Indonesia is made up of over 17,000 islands and stretches almost 5000 kilometres from one tip of the archiepeligo to the other. In total Indonesia has over 80,000 kilometres of coast line, which is equal to about 1/3 of the world's circumference. Off the coasts of the Indonesian islands the warm waters of the Pacific and Indian Ocean converge, creating a vast melting pot of marine life feeding on the nutrients carried in by these warm waters. In the seas surrounding the islands, over 1220 species of fish and a staggering 600 species of coral (there are only 400 types found in the enormous Great Barrier Reef) thrive, making this section of the Western Pacific the richest marine habitat on earth.

I decided to go up to Manado in Northern Sulawesi to go diving on the advice of some avid divers I met at the Canadian Embassy in Jakarta.

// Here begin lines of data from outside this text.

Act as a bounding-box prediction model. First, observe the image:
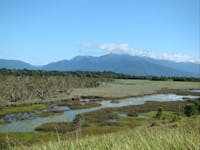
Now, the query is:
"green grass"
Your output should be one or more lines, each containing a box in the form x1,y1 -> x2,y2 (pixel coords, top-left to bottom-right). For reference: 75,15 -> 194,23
71,79 -> 200,99
14,127 -> 200,150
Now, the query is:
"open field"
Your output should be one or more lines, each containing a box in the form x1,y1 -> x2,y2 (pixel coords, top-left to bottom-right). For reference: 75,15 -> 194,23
0,79 -> 200,150
72,79 -> 200,99
8,116 -> 200,150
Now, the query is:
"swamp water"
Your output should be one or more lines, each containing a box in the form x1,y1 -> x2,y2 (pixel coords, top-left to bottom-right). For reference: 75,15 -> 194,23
0,94 -> 199,132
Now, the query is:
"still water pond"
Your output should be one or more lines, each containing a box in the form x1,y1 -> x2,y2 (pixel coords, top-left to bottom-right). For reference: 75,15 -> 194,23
0,94 -> 199,132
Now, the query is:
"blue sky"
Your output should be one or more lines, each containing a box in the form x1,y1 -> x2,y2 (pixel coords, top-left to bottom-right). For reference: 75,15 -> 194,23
0,0 -> 200,65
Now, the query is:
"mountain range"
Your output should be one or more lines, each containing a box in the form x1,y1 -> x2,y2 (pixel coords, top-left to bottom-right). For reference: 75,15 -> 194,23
0,54 -> 200,77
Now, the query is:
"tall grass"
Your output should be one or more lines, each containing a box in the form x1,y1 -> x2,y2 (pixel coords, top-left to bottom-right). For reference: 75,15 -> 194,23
13,127 -> 200,150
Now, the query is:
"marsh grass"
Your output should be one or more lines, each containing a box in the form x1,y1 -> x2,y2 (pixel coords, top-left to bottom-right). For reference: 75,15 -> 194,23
12,127 -> 200,150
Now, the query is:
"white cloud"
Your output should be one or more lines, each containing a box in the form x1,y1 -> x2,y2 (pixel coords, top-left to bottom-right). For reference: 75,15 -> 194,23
82,42 -> 200,63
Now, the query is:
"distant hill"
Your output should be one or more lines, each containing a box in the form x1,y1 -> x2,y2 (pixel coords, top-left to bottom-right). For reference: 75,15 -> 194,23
0,54 -> 200,76
0,59 -> 36,69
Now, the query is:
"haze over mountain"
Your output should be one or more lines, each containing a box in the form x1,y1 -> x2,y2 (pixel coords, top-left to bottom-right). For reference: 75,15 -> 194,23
0,54 -> 200,76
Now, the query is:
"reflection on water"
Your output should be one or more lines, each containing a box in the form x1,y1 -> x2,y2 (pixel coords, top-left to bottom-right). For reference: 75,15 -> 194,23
0,94 -> 198,132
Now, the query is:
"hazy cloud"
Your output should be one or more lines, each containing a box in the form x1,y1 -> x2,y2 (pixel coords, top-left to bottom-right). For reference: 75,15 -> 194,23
81,42 -> 200,63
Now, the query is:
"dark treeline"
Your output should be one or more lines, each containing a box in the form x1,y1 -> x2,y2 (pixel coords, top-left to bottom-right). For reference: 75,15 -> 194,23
0,68 -> 200,82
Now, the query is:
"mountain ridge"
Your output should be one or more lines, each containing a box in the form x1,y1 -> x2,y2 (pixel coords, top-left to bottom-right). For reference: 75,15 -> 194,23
0,54 -> 200,77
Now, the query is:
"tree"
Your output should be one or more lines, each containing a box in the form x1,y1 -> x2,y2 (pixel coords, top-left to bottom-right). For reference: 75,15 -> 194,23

This area is home to the world reknowned Bunaken Marine Park as well as the fairly recently discovered, and much lauded, Lembeh Straits. There are over 120 dive sites in this area, including 40 wreck dives, the majority of them less than 30 minutes from shore.

Bunaken is best known for its unbelievable wall diving. These steep, pristine coral walls start less than 3 feet below the surface and plummet down for up to 150 feet, covered with a huge variety of coral and inhabited by countless species of marine life. The bulk to Colin's right (my dive partner for the week) is the coral wall, and the spots to his left are just a fraction of the fish you can see. You slide out of the boat and descend and can spend an hour just going up and down over a small area peering into crevasses and under bits of coral. There are literally millions of animals to be seen here, and you would have to be blind to not appreciate the unparalelled beauty of these reefs.

Lembeh, on the other hand, has been dubbed the muck diving capital of the world. Lembeh Straits are found right by the very active port of the city, Bitung, in Kungkunan Bay. The port itself is full of boats with oily deisel films floating on the water around them and people randomly throwing garbage into the bay. Doesn't sound very attractive I know. It is true that muck diving involves slowly swimming over black, apparently lifeless sand, with your head pointed downwards and you legs way up above you (an ass over tea kettle type position). This is an attempt to keep your fins from touching the bottom and stirring up silt which obstructs your view. Your nose in about 6 inches from the bottom, and your eyes are tired from the strain of staring and not blinking enough. Occasionally you'll see a plastic bag, or peice of shoe leather bob by, and the floor of the ocean has half buried coke bottles and juice containers all over the place. Really makes you wonder why there is such a hue and cry about this place. Believe me, I wondered when I first got in. But if you move really slowly, and really pay attention, what you find is an underwater Lilliput.

Lembeh Strait is the Holy Grail for underwater macro photographers and marine biologists. It seems to be the drop off spot for all the strange and ugly under water denizens that the gods just didn't want to put in the beautiful coral reefs for fear of spoiling the ambience. New species are being discovered here all the time. Now I'm a fairly inexperienced diver, so just getting underwater and seeing something as common as a sea anemone with its protective herd clown fishes (these little buggers will actually take a run at you and nip you on the finger if you are so foolish as to put one out there) is pretty cool to me. Lembeh Straits tends to draw in the really experienced divers who have become blase about the oh-so-easy to see parrot fishes and groupers that occupy most tropical reefs. Here, on the other hand, you get to see species most divers will only get a glimpse of in glossy diving magazines, as one new and exotic creature after another casually swims by you. We saw, in the 3 dives I was there, multiple frog fish (hairy little creatures that walk along the bottom rather than swim), mothfish (that look like birds flying through the water), pygmy seahorses (about the size of my baby fingernail), ghost pipefishes, nudibranches by the dozens (like technicolour sea slugs), decorator crabs, mimic octopuses and many, many fish I can't begin to describe as I have no idea what they were. It is a veritable critter safari that was probably a little wasted me as I had no idea how lucky I was to see these animals. That is, until we got out of the water and the other people on the boat started to RAVE about all the things we saw. The other three divers had a lot more experience than me, being rated as dive masters, two levels above my lowly open water PADI licence. The vast variety of marine life, combined with the shallow waters leads to very long dives (we had one that was almost 78 minutes, which is an incredibly long time to be under) and is well worth the trip.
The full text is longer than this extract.